Ah, goodbyes. They’re literally never easy.
Actually, I started writing this (am currently writing this? time doesn’t exist), my Farewell Blog Post, about halfway through the semester. Sure, I’ll add to it and edit it as I near the end, but it suddenly dawned on me that with all of the travel and finals and such that loom in the distance, I might not be able to give this final post the time it deserves.
So I gave it two months. Sound fair?
Basically, going abroad is quite possibly the best, or most important, decision I’ve ever made. For a lot of reasons.
It’s similar to how I felt when I first went to Vassar – I had grown up and lived in the same town (Knoxville, TN) for my entire life leading up to college. Jumping from the nest and moving to Poughkeepsie, NY, proved to me that I could exist without my homegrown creature comforts, that I could survive without having my mom in the next room.
Going abroad is like the amplified version of that, except harder and with more context.
Long story short, I didn’t have a great summer. Or, I guess I should say I had a summer where I learned A LOT. I had an amazing job, but the summer was marked by an apartment flood, living on my own for the first time, going to the ER, a breakup (shout out to everyone with the pre-abroad breakup), and general loneliness and unhappiness and stress. I finished my last day of work at 6pm on August 16th and got on a flight at 11pm the same day. I came to Copenhagen not having had a break for about three months.
And truly, it made the transition easier. I had gotten through all of that, so what’s moving to a new country? It’s a new start, a new opportunity, a breath of fresh air.
Coming to Denmark, completely separate from everyone I knew and loved from back home, taught me to be my own person. I knew no one here, had no idea of what was to come, and had to solve my own problems because my parents were no longer in the next room, or a three hour plane ride away – they were across an ocean, a We Will Only See You When We Plan And Budget To distance away.
I didn’t need a break before I came to Copenhagen, because Copenhagen became the time I needed to recover and grow and learn.
In four months, I’ve crossed things off of my bucket list that I had always assumed I would never check off – or at least I would have to wait until I was 40 with a stable job and disposable income. The Anne Frank House, the Van Gogh Museum, the Harry Potter WB Studio Tour, Ireland, Edinburgh, a Cher concert (ok..I could have done that in the US…but I’m still gonna count it! it was important!!) – things I did so simply and so casually this semester that I once thought wouldn’t even be possible.
And, in four months, I learned more about myself and my life and my future than I ever have in one semester of high school or normal college.
I learned that I can survive as a Media Studies major in a class full of Computer Science majors. I learned how to travel by myself, and how to do it in an efficient and (slightly) cost-effective way. I learned how to balance my life here with my life back home, making new friends while keeping the ones I already had. I learned how to quickly adjust to European public transportation. I learned how to say “Thank you” and “I’m sorry” and “I love you” in Danish.

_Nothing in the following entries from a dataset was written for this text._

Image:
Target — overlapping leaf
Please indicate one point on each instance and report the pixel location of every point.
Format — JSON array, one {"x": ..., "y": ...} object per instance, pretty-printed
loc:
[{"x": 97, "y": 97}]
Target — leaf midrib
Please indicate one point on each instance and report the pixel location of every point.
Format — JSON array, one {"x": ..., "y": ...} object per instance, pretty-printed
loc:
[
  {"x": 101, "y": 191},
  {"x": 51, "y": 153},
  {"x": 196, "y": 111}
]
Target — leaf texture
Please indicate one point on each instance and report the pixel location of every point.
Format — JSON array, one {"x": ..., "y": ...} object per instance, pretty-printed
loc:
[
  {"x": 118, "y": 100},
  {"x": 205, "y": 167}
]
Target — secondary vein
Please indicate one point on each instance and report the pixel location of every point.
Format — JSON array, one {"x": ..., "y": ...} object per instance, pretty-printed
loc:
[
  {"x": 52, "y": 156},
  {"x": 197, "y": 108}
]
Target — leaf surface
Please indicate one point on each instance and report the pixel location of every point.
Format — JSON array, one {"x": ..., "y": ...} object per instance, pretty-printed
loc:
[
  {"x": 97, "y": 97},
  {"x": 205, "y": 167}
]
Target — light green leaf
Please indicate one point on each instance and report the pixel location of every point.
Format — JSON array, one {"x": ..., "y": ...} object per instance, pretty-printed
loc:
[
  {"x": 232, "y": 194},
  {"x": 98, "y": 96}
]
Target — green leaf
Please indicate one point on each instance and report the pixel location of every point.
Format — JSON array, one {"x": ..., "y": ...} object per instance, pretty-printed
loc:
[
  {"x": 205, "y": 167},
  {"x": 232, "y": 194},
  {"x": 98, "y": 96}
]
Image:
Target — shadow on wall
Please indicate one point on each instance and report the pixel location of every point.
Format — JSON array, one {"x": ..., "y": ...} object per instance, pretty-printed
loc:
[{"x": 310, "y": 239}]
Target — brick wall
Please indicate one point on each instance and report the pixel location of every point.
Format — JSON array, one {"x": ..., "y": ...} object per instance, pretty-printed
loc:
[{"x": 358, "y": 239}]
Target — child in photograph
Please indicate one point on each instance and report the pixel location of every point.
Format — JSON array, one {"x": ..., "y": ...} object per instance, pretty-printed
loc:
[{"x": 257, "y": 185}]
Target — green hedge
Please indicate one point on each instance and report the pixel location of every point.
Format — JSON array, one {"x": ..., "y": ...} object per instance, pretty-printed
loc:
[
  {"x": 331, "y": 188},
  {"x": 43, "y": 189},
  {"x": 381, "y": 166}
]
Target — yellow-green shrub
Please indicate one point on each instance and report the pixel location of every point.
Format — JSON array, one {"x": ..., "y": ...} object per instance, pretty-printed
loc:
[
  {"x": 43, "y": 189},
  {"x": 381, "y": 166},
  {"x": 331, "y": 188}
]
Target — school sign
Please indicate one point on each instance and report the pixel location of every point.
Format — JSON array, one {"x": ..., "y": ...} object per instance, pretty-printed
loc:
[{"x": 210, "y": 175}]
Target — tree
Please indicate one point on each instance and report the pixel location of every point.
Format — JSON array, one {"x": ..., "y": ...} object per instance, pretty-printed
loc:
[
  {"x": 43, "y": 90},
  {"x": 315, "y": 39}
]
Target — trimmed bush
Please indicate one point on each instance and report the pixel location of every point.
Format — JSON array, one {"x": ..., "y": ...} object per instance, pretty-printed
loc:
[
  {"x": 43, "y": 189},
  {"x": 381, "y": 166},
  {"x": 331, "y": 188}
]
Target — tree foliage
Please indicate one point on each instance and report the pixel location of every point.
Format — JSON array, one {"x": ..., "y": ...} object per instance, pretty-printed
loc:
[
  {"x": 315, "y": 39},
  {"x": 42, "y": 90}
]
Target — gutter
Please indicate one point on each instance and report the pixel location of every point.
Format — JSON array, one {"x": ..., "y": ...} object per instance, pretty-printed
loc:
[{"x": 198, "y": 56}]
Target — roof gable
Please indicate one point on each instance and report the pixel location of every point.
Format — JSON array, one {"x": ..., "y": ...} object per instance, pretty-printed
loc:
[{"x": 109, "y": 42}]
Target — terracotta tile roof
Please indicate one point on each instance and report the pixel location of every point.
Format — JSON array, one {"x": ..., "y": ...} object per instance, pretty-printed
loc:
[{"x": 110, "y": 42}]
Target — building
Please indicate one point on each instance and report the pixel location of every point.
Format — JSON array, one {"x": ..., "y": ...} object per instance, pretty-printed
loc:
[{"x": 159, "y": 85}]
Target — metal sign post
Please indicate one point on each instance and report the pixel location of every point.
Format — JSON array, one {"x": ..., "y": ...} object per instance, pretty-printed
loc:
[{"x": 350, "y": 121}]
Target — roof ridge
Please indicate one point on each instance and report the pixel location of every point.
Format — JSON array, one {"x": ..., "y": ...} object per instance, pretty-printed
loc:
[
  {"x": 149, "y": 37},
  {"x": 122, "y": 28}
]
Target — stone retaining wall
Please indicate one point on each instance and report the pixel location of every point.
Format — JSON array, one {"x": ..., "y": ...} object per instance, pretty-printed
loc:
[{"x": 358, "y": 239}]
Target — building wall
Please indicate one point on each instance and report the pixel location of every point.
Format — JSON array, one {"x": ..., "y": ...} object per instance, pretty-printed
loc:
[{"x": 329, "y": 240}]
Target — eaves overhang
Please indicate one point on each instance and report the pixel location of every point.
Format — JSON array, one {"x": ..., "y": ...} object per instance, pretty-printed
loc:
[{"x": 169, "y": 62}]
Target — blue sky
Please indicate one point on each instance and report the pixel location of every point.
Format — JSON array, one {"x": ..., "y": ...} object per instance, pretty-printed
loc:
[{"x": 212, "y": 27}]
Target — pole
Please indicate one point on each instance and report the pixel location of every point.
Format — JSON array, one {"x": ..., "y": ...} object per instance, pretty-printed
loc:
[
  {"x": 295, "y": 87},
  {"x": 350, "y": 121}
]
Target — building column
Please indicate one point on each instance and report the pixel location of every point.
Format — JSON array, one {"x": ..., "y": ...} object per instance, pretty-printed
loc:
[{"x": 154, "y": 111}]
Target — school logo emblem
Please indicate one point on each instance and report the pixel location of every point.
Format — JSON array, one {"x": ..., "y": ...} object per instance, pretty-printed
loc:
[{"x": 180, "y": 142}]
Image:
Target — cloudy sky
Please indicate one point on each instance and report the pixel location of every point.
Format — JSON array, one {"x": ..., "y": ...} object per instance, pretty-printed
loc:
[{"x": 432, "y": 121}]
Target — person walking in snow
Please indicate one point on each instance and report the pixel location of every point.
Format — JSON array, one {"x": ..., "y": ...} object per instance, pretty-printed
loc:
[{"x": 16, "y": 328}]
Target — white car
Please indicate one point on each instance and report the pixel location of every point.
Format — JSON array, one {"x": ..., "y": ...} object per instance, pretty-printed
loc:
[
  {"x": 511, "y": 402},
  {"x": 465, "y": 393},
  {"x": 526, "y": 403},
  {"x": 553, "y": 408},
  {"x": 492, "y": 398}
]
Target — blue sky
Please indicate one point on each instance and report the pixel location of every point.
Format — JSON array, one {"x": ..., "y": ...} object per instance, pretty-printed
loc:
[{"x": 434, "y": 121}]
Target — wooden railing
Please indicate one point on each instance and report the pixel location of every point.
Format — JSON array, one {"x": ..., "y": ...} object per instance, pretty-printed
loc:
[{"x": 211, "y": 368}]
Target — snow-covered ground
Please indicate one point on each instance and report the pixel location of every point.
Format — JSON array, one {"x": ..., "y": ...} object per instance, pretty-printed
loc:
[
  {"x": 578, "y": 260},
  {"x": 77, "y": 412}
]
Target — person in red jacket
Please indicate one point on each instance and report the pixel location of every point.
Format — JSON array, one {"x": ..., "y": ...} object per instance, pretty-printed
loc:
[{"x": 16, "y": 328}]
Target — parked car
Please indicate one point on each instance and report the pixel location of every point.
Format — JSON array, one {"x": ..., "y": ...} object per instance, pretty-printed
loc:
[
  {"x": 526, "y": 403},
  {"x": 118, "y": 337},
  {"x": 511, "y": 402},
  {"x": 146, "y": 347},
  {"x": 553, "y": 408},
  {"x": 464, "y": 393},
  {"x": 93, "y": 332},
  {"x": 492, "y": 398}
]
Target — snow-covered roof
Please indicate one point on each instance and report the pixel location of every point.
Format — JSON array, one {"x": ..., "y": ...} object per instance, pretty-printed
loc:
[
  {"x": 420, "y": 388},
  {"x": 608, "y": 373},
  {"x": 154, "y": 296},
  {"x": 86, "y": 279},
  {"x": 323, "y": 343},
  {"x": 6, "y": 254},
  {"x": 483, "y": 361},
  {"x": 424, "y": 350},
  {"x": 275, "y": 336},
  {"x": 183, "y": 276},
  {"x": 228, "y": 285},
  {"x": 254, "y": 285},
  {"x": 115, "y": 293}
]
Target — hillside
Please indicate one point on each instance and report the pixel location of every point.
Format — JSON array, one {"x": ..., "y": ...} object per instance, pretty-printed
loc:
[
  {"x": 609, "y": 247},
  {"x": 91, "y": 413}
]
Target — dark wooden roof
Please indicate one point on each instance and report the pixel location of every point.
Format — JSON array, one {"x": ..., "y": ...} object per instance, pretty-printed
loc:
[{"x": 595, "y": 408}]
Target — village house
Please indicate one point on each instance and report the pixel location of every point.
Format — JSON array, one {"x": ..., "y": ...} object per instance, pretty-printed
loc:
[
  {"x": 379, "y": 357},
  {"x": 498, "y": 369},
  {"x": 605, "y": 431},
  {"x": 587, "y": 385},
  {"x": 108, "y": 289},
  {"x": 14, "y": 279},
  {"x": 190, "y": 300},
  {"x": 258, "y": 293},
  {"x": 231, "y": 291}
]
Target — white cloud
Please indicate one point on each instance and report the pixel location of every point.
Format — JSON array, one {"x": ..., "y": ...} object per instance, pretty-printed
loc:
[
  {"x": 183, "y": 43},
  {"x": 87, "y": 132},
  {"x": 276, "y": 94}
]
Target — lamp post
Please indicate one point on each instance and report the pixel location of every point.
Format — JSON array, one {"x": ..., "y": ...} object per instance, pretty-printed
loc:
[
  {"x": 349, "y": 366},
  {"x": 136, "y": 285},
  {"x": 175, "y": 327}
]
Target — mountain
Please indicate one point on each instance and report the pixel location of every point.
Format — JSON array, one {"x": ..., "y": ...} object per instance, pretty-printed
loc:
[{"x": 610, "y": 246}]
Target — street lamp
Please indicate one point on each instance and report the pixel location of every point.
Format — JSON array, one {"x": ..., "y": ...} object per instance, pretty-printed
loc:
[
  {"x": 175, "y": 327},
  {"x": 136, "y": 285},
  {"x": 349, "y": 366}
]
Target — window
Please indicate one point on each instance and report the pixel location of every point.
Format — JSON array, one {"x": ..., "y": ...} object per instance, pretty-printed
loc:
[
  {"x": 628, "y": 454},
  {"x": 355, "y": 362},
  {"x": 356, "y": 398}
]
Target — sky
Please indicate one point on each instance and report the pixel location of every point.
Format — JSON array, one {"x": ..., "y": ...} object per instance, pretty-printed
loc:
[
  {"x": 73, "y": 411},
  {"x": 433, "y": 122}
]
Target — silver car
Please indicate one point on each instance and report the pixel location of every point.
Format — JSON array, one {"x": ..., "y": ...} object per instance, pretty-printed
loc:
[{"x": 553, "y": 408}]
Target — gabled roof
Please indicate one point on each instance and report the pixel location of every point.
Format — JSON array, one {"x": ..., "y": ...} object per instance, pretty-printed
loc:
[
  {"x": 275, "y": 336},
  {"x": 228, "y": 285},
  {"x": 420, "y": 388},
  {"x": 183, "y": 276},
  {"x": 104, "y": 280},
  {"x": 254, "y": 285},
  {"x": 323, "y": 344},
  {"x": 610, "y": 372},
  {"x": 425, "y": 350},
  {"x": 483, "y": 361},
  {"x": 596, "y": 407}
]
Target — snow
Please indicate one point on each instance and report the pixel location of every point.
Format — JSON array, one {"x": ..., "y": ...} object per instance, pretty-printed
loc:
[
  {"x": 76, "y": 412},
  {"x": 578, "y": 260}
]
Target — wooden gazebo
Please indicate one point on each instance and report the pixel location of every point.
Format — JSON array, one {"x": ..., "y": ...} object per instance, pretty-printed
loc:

I learned that in the winter, the sun will set at 4pm, if not before. I learned that Scandinavia does cinnamon rolls very well. I learned that literally everywhere in Europe had better hot chocolate than anywhere in the United States. Also, cheese. Cheese is better over here.
I learned that four months is both the longest time in the world and no time at all. This semester has gone by quicker than I could have ever imagined, and yet I feel like I’ve lived in Denmark for years.
I learned that your heart can be torn between two places at once, that you can be so excited to go home and yet so sad to leave. I learned you can have two homes. I learned that the people back home who want to stay in touch will, and they won’t forget about you unless they choose to.
I learned how to trust that life will turn out okay, even when you’re thrown into a completely new and different and scary and wonderful and terrifying experience.
I would not trade this semester for the world. I feel like I’m going back to Vassar a different person – wOw StuDy aBrOAd ChaNGeD Me – and I’ve had experiences that I will carry with me for the rest of my life. And it’s important to note that a lot of people say abroad changes them, and say it in a way of superiority, that they now have a “worldliness” that they have achieved with their privilege of going abroad. I am so, so privileged to have had this opportunity – and I have changed in a very personal growth type of way, bettering myself to myself, not bettering myself in comparison to others.
I, personally, needed a complete separation from my life back in the US to understand myself as fully as I do now. My new confidence is palpable, both in my abilities and in myself as a person.
So, with that, farewell. If you want to keep keeping up with me, my social media links are over there —> somewhere. (Keep up with me on social media to see my eventual Denmark-themed tattoo <3)
Jeg elsker dig, København. Tak. Hej hej.